After two years of research and modelling, he returned to investigate. "That's when we had the aha moment," he says. Using a net system to sample the surface of the ocean, he found six times as much plastic as plankton floating in the ocean.

Moore had discovered the largest of five garbage patches around the world. Created by swirling ocean currents known as gyres, these act like a trash vortex, sucking in plastics and shifting constantly.

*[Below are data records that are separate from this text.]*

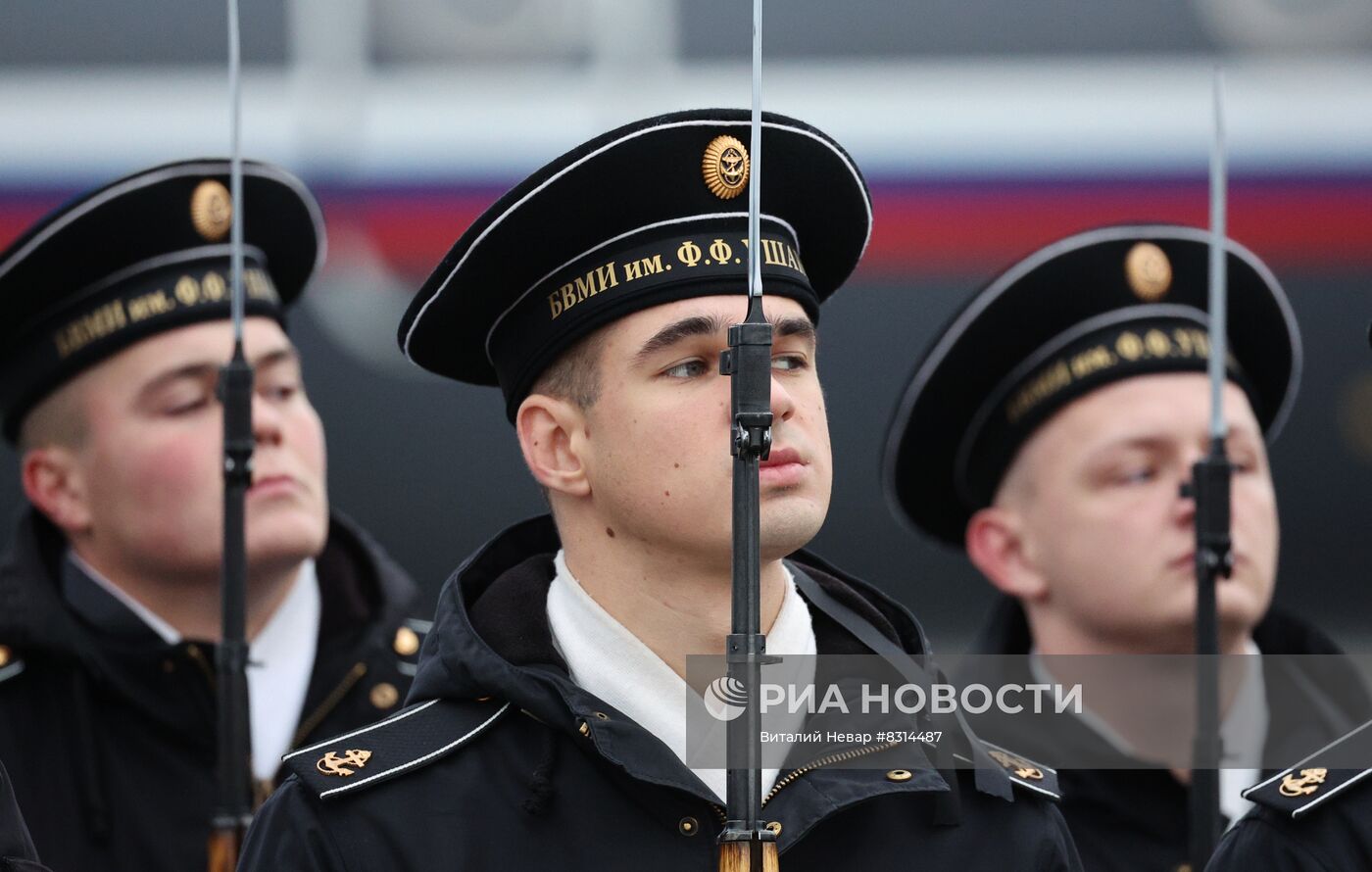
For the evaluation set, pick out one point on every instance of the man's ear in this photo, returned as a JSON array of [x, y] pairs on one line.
[[999, 546], [552, 435], [54, 483]]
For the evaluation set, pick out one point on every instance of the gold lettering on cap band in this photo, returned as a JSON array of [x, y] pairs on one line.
[[724, 167], [689, 254], [1128, 347], [110, 316], [212, 210]]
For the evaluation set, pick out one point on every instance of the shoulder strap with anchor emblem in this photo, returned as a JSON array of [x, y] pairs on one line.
[[1314, 780], [990, 772], [404, 742]]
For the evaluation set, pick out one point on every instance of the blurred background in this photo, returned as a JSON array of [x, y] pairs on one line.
[[987, 127]]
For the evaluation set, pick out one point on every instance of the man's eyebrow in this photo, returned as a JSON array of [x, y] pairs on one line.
[[676, 330], [276, 356], [803, 328], [710, 325], [201, 370]]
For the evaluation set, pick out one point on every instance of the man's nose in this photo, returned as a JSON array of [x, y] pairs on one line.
[[784, 405], [267, 421]]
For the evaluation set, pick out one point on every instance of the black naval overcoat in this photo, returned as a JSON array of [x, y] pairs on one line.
[[1131, 819], [501, 762], [1312, 817], [112, 741], [17, 851]]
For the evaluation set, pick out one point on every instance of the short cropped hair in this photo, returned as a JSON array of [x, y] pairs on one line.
[[575, 376]]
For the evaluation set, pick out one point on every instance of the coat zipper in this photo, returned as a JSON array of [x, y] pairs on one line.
[[827, 759]]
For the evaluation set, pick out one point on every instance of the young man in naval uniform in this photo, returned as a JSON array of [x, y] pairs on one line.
[[116, 326], [546, 721], [1047, 431]]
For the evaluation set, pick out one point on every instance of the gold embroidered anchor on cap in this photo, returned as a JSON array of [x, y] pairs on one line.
[[1149, 271], [1307, 782], [726, 168], [212, 210], [332, 764]]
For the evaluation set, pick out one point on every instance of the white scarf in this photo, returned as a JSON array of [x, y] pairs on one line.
[[610, 661]]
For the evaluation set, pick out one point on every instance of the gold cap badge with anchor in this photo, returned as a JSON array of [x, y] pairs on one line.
[[726, 168]]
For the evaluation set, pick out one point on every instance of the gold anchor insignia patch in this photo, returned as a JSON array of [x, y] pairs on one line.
[[724, 167], [1307, 782], [332, 764]]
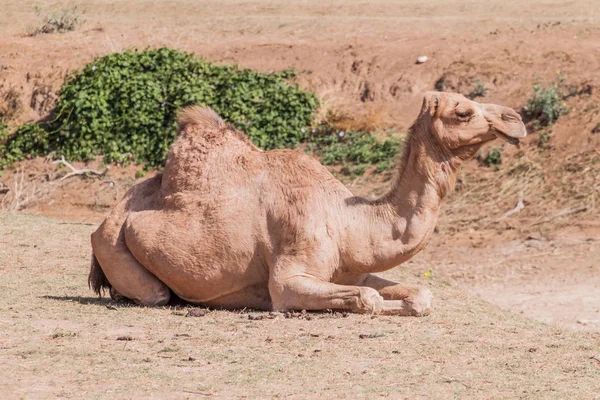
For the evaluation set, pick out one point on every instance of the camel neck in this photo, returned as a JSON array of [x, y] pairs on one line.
[[399, 224]]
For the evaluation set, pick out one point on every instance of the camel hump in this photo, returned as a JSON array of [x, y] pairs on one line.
[[199, 115]]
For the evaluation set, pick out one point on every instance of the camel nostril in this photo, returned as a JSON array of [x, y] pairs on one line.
[[511, 117]]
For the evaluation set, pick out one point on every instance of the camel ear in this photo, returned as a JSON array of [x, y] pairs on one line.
[[431, 104]]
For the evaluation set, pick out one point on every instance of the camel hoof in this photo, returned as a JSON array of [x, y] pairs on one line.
[[419, 304], [370, 300], [116, 296]]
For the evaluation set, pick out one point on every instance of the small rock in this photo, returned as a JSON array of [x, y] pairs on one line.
[[196, 312], [587, 321], [370, 335]]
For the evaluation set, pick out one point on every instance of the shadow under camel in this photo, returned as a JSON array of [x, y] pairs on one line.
[[108, 302]]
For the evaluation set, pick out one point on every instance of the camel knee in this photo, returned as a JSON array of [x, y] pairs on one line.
[[419, 302], [158, 296]]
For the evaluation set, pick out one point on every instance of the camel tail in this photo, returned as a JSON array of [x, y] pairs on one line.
[[199, 115], [97, 280]]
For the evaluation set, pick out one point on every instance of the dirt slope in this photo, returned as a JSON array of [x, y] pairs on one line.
[[360, 58], [58, 340]]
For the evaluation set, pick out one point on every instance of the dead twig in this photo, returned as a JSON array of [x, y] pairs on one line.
[[75, 171], [560, 214]]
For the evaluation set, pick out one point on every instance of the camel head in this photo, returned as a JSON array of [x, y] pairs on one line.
[[458, 122]]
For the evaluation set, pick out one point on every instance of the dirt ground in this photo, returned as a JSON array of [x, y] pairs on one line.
[[359, 57], [60, 341]]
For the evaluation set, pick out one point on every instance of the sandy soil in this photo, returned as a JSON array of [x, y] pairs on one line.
[[360, 58], [59, 341]]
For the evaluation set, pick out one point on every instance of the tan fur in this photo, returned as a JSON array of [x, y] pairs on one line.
[[227, 225]]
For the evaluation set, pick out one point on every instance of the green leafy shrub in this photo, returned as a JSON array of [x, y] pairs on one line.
[[546, 104], [355, 150], [124, 105], [479, 90], [494, 157]]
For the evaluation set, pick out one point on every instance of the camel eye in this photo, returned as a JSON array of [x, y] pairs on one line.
[[464, 114]]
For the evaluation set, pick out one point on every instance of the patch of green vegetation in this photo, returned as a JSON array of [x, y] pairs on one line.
[[62, 21], [547, 103], [493, 157], [124, 105], [479, 90], [355, 150], [63, 334]]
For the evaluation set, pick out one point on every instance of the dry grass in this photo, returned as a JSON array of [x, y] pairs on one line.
[[22, 191], [60, 341], [568, 188]]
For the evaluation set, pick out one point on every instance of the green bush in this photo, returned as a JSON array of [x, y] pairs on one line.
[[546, 104], [353, 148], [494, 157], [479, 90], [124, 105]]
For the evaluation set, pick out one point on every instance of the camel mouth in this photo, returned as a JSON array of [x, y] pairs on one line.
[[510, 139]]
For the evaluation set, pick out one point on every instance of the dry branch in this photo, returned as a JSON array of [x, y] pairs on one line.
[[75, 171], [560, 214]]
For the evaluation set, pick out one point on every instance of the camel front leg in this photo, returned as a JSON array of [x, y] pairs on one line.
[[400, 299], [303, 292]]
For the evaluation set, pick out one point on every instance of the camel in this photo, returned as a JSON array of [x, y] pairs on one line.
[[227, 225]]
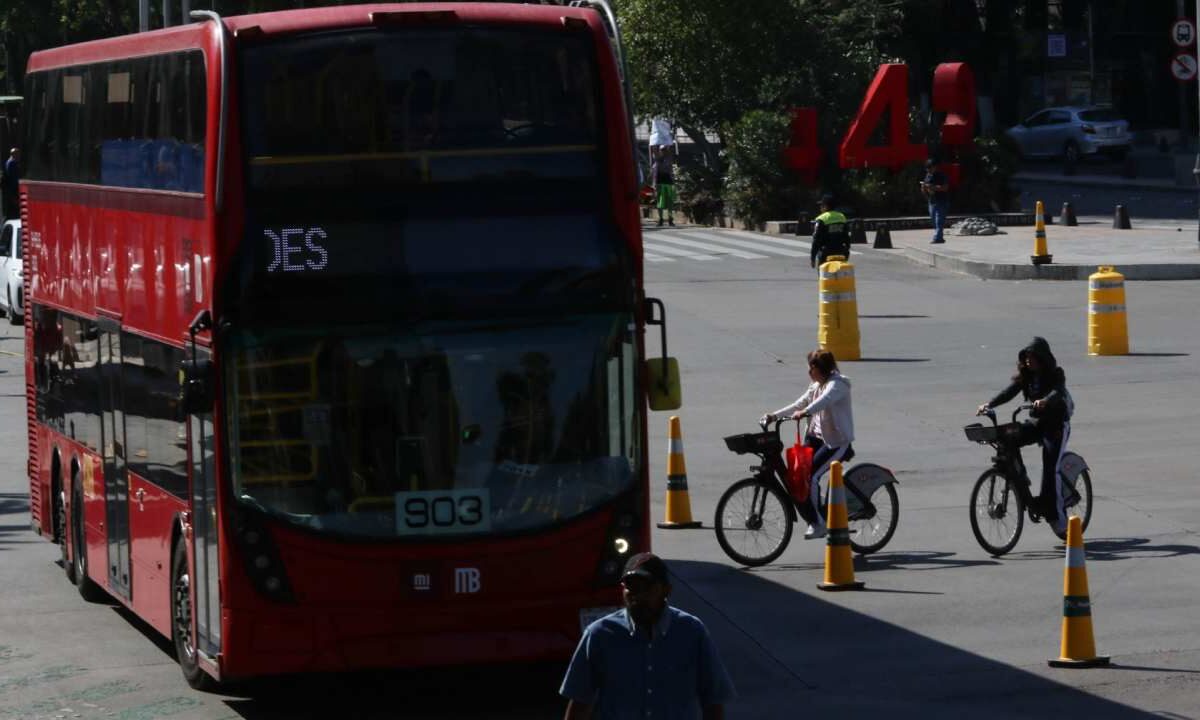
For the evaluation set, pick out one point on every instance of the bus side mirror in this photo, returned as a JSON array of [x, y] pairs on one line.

Swirling ocean currents act like a trash vortex, sucking in plastics and shifting constantly

Since its discovery, the Great Pacific Garbage Patch (GPGP) has often been depicted in the media as a floating mass of plastic, and referred to as a trash island. However, contrary to popular belief, there is no surface on which to stand and it can't be seen from space.

"It wasn't a mountain of trash, or a field of trash, it wasn't even a patch of trash," says Moore. Instead, the ocean looked like a murky soup, made up of different sized plastics.

Algalita Marine Research and Education Captain Charles Moore discovered the Great Pacific Garbage Patch in 1997 (Credit: Algalita Marine Research and Education)Algalita Marine Research and Education
Captain Charles Moore discovered the Great Pacific Garbage Patch in 1997 (Credit: Algalita Marine Research and Education)

This makes visualising the patch difficult. "There is no such thing as a photo of the Great Pacific Garbage Patch," says Moore. Satellites, drones and Google Earth struggle to capture an overview of the highly mobile garbage patch, he says.

In the following 25 years, our understanding of garbage patches has deepened, with some attempting to quantify and clean them up. But many misconceptions still exist about these remote garbage patches, where few people can venture themselves.